I ran up the steps without bothering to muffle the sound of my footsteps. Pushing the door open, I walked into the entrance hall. A procession of candles lined the way towards the interior. They were Bea's candles but had almost burned down to the floor. I followed their trail and stopped at the foot of the grand staircase. The path of candles continued up the steps to the first floor. I ventured up the stairs, following my distorted shadow on the walls. When I reached the first-floor landing, I saw two more candles set along the corridor. A third one flickered outside the room that had once been Penelope's. I went up to the door and rapped gently with my knuckles.

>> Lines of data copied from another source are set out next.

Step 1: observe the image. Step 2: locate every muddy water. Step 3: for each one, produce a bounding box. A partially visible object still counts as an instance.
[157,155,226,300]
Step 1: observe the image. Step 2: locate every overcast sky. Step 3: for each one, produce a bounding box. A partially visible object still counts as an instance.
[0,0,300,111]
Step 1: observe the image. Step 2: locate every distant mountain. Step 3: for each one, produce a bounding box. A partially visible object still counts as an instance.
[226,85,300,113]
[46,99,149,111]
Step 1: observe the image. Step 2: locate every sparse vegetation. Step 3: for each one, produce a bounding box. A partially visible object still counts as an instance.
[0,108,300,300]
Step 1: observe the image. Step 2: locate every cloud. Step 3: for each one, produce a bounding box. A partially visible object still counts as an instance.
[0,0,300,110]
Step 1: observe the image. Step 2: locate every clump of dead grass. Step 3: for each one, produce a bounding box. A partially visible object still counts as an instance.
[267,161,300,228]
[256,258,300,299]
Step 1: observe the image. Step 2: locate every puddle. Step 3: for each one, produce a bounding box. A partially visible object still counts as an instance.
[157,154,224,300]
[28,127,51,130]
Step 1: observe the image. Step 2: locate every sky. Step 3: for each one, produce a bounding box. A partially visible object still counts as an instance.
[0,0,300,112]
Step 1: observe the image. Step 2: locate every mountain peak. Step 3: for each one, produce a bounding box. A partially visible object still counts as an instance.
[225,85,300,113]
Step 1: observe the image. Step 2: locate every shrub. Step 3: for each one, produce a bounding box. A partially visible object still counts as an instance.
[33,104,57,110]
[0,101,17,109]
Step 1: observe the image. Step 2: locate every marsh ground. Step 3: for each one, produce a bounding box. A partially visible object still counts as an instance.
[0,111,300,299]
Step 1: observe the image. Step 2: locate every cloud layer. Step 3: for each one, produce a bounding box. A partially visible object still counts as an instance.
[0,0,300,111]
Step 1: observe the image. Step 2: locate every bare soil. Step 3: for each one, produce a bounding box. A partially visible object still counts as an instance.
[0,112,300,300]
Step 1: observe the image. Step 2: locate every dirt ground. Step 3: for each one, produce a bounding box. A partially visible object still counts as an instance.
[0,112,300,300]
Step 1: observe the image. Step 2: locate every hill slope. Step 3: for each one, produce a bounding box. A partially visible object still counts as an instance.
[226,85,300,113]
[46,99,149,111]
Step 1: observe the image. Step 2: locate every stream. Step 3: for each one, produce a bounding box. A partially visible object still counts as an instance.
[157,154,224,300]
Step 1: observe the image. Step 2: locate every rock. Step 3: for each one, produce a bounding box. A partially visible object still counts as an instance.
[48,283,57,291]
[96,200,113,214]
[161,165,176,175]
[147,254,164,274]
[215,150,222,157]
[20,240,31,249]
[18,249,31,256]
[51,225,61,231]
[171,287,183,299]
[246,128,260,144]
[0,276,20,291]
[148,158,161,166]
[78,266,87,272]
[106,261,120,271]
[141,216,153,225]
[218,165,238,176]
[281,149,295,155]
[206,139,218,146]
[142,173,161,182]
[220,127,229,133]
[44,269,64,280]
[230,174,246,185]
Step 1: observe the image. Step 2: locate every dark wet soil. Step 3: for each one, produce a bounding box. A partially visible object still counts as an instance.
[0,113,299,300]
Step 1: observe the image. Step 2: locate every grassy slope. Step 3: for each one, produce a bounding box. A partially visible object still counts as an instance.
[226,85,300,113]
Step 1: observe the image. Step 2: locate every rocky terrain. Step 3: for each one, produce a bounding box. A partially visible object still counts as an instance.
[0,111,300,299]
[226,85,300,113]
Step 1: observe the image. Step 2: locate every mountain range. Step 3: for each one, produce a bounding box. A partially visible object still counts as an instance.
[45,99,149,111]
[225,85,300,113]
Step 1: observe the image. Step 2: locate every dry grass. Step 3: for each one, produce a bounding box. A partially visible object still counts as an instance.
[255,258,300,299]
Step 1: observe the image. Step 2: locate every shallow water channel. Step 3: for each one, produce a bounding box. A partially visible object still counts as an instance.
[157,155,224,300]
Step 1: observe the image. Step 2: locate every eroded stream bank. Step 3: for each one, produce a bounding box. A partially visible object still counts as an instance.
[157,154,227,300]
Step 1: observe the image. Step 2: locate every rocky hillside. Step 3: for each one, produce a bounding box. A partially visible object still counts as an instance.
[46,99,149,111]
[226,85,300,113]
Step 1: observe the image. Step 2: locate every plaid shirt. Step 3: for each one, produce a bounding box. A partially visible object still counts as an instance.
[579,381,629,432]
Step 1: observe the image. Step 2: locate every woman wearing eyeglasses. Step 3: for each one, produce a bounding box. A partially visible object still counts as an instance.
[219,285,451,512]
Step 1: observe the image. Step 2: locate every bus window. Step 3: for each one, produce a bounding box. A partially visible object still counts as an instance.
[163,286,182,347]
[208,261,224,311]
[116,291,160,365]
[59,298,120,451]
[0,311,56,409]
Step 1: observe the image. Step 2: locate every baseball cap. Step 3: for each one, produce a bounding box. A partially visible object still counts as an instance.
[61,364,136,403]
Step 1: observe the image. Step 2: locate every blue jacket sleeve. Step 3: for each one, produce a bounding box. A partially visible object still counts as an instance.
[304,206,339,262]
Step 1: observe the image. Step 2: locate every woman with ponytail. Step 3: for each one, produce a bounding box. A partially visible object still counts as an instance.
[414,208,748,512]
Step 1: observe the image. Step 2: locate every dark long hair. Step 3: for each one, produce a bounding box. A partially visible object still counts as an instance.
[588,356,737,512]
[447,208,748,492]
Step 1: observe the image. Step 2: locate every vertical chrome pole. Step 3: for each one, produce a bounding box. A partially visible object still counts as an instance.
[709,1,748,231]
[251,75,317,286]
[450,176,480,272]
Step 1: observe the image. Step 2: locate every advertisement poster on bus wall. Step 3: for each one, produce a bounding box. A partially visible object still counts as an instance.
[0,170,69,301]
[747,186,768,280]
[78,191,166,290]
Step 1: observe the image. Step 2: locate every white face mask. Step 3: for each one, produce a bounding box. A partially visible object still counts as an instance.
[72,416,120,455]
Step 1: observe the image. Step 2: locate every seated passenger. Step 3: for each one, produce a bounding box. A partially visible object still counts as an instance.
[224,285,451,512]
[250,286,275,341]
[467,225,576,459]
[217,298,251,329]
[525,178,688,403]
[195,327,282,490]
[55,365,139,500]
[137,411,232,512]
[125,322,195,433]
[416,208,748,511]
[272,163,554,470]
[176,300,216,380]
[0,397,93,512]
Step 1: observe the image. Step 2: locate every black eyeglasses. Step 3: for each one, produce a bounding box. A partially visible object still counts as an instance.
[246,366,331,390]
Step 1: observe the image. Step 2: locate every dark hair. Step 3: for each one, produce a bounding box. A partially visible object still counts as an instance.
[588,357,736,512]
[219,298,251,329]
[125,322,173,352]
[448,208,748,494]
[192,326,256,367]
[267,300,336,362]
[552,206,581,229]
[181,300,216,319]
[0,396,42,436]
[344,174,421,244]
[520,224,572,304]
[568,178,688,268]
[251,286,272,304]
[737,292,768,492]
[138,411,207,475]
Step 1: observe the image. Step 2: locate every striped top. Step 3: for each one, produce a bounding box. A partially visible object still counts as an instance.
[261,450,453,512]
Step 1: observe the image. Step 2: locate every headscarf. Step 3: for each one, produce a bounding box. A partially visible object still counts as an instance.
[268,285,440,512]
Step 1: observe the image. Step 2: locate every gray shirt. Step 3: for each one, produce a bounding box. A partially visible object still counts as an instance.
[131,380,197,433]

'Julian?' came a shaky voice.
I grabbed hold of the doorknob and slowly opened the door. Bea gazed at me from a corner of the room, wrapped in a blanket. I ran to her side and held her. I could feel her dissolving into tears.
‘I didn't know where to go,' she murmured. 'I called your home a few times, but there was no answer. I was scared....'
Bea dried her tears with her fists and fixed her eyes on mine. I nodded; there was no need to reply with words.
'Why did you call me Julian?'
Bea cast a glance at the half-open door. 'He's here. In this house. He comes and goes. He discovered me the other day, when I was trying to get into the house. Without my saying anything, he knew who I was and what was happening. He set me up in this room, and he brought me a blanket, water, and some food. He told me to wait. He said that everything was going to turn out all right, that you'd come for me. At night we talked for hours. He talked to me about Penelope, about Nuria - above all he spoke about you, about us two. He told me I had to teach you to forget him....'
'Where is he now?'
'Downstairs. In the library. He said he was waiting for someone, and told me not to move from here.'
'Waiting for who?'
'I don't know. He said it was someone who would come with you, that you'd bring him....'
When I peered into the corridor, I could already hear footsteps below, near the staircase. I recognized the spidery shadow on the walls, the black raincoat, the hat pulled down like a hood, and the gun in his hand shining like a scythe. Fumero. He had always reminded me of someone, or something, but until then I hadn't understood what.
I snuffed out the candles with my fingers and made a sign to Bea to keep quiet. She grabbed my hand and looked at me questioningly. Fumero's slow steps could be heard below us. I led Bea back inside the room and signalled to her to stay there, hiding behind the door.